The work was everything that keeps that from being a security hole:
- A narrow allowlist. Attachable paths are scratch dirs (
/tmp,/var/tmp), not my home directory and not the source tree. Symlinks get resolved before the check, so a/tmp/xthat points at/etc/passwdis rejected. - Limits, enforced. Per-file and total-payload size caps, a maximum attachment count, and regular files only (no devices, sockets, or FIFOs).
- Failures are always visible. If a marker can’t be honored, the bridge emits a tagged reason in the thread rather than dropping it silently. (Filenames in those tags get defanged first, so a file named to ping a channel can’t.)
The bug class that unit tests can’t see
Every package in the bridge had green unit tests. Production was still broken in ways those tests missed, because the bugs lived in the wiring between packages, not inside any one of them. A serializer that round-tripped perfectly on its own, talking to a consumer that expected a slightly different shape. A retry that was perfectly correct, sitting on top of a verifier that lied (see above).
So I wrote an integration harness that exercises the real seams: a real session, a real relay, a real round-trip, with assertions on the observable end-to-end behaviour. Did the message actually arrive? Did the file actually attach? Did a forced failure actually surface a tag in the thread? It caught several bugs that had sailed straight through the passing unit tests.
Same reason I run inference SLOs and dead-man’s switches (other posts). Anything I leave running unattended has to get loud when it breaks.
It’s declarative, and agents maintain it
The bridge, the two relay identities, the scheduler, the control-plane timer - all of it is a NixOS module, built and deployed the same declarative way as the rest of my fleet. A new machine is a config directory and a deploy command, and the whole agent stack comes up identically every time.
When the packaging needs a change or a new component wired in, I mostly have Claude do it: edit the Nix module, build it, deploy it. So the agent stack is kept reproducible and deployable by a coding agent.

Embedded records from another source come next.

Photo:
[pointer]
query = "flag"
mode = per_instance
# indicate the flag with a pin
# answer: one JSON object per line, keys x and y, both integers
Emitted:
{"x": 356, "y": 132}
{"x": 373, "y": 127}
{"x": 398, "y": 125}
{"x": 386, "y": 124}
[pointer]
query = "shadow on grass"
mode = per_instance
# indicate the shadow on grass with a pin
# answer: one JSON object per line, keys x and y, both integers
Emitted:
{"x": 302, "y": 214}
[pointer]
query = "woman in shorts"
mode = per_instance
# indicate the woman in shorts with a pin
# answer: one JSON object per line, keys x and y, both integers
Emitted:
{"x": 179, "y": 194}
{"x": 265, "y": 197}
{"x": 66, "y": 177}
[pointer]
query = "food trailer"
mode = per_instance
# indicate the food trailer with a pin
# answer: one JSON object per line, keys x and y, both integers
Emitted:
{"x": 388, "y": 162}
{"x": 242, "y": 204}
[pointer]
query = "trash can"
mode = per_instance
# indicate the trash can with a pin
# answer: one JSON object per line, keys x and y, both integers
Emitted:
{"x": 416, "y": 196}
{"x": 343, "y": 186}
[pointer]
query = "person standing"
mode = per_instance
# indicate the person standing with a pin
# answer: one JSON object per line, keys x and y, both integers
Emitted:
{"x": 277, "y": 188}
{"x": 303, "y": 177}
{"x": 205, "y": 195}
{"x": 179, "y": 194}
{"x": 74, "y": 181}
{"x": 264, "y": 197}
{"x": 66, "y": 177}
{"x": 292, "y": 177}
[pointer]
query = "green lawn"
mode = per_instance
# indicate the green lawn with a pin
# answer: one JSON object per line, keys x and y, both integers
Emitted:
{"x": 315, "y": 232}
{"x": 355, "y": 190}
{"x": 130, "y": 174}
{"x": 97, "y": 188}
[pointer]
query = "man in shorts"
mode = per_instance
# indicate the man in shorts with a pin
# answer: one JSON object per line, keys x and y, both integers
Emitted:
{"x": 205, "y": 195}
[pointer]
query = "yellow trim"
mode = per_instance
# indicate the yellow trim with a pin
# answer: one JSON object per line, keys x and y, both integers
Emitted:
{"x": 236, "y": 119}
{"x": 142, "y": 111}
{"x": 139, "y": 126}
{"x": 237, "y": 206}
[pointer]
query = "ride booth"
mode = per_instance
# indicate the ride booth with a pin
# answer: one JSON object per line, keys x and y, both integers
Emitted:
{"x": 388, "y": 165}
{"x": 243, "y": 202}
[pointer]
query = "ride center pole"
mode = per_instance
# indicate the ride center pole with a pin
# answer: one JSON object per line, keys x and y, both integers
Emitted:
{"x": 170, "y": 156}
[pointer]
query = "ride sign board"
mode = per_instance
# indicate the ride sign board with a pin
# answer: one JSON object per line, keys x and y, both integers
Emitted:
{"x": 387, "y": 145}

Why a homelab toy is the day job
The scale is small: a Discord bot for a few agents on one box. The questions are the ones you hit building any reliable distributed system. How do you deliver a message across a timing boundary and know it landed? How do you let an untrusted producer hand you a file safely? How do you test a system whose bugs live between its parts? The worst failure here is a missed agent question. At work the stakes are higher and the questions are identical.
I trust the bridge now. When my phone’s quiet the agents are getting on with it; when it buzzes, something needs me.